Rate Limiting with a Token Bucket

May 10, 2022


This week I was faced with a challenge.

How do we predict how many users will access our website?

Most Software-as-a-Service (SAAS) providers have features in place that prevents overloading their service, for example by limiting the number of requests that can be made. This, in turn, limits how many users can use the services on consuming websites with pages taht use such a SAAS products.

Take for example payments. At any given second, no more than 100 users will be able to pay. This is a rate limit.

In our above situation, the 101'st user who shows up will be blocked. That's objectively a terrible user experience.

One common way to minimise the risk users hitting the rate limit, is to implement a Token Bucket strategy.

Token Bucket

A token bucket is an algorithm that allows tokens to be accumulated over time at a specific rate. These tokens can then be “redeemed” to execute some action, or retrieve a payload. If there are no tokens available, the action cannot be taken.

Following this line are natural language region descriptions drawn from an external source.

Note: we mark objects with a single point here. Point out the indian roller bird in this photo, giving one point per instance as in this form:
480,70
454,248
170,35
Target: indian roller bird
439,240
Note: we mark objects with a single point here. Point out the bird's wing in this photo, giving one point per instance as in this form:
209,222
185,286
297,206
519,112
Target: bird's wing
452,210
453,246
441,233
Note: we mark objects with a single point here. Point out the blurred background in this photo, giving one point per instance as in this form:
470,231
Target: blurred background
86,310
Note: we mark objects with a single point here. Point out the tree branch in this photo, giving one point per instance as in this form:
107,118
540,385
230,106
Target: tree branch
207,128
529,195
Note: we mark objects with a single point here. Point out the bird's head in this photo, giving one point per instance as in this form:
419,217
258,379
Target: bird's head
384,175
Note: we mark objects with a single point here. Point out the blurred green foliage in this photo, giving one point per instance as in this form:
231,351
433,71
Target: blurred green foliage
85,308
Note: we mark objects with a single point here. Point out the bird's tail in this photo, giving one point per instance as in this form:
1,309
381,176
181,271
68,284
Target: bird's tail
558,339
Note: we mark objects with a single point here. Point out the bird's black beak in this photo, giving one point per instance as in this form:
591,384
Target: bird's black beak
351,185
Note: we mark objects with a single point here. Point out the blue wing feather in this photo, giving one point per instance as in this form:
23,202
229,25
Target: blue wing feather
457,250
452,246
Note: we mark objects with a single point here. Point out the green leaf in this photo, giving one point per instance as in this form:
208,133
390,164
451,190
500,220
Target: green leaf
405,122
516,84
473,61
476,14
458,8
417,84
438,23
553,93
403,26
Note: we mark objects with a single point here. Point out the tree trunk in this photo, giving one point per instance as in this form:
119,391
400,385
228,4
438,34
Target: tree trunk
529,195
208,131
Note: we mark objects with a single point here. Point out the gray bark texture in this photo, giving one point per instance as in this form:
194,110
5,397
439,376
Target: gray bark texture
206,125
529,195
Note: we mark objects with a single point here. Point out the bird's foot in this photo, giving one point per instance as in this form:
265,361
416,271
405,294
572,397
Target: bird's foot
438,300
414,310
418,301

Imagine that we have a bucket that holds some number of balls, say 100.

When there are fewer than 100 balls in the bucket, a machine will automatically refill the bucket at a rate of 1 ball per second until it is full again. We can take as many balls as we want as quickly as we want, but once the bucket is empty, we have to wait for it to start filling up again before we can take more.

Javascript Code Example

Below is a simple implementation of a Token Bucket.

class TokenBucket {
  constructor(capacity: number, fillPerSecond: number) {
    this.capacity = capacity
    this.fillPerSecond = fillPerSecond
 
    this.lastFilled = Math.floor(Date.now() / 1000)
    this.tokens = capacity
  }
 
  take() {
    this.refill()
 
    if (this.tokens > 0) {
      this.tokens -= 1
      return true
    }
 
    return false
  }
 
  refill() {
    const now = Math.floor(Date.now() / 1000)
    const rate = (now - this.lastFilled) / this.fillPerSecond
 
    this.tokens = Math.min(
      this.capacity,
      this.tokens + Math.floor(rate * this.capacity)
    )
    this.lastFilled = now
  }
}
 
export const tokenBucket = new TokenBucket(100, 1)

Then, in a Node environment, you can configure an endpoint to use the token bucket:

const express = require("express")
const app = express()
 
function limitRequests(perSecond: number, maxBurst: number) {
  const bucket = new TokenBucket(maxBurst, perSecond)
 
  // Return an Express middleware function
  return function limitRequestsMiddleware(request, response, next) {
    const hasValidToken = bucket.take()
    if (hasValidToken) {
      return next()
    }
 
    return response.status(429).send("Rate limit exceeded")
  }
}
 
// Apply rate limiting middleware
app.get("/", limitRequests(5, 10), (request, response) => {
  response.send("Hello from this rate limited API")
})
 
// Setup application
app.listen(8080)

If we implement the Token Bucket strategy to rate limit an API, it'll allow us to set a request rate, i.e. the rate at which tokens are added to the bucket, with the ability to burst above this rate for a short period, until we have drained the capacity of the bucket.

The implementation can of course be tweaked to automatically re-fill at a set interval, depending on our needs.

In any case, by using this Token Bucket strategy, we are able to pre-fill a bucket of requests that stays below the rate-limit of a previously mentioned SAAS product.

The user are able to use our website just like they were before, and once our bucket is empty, we just fall back to the normal API call.

Thank you for reading!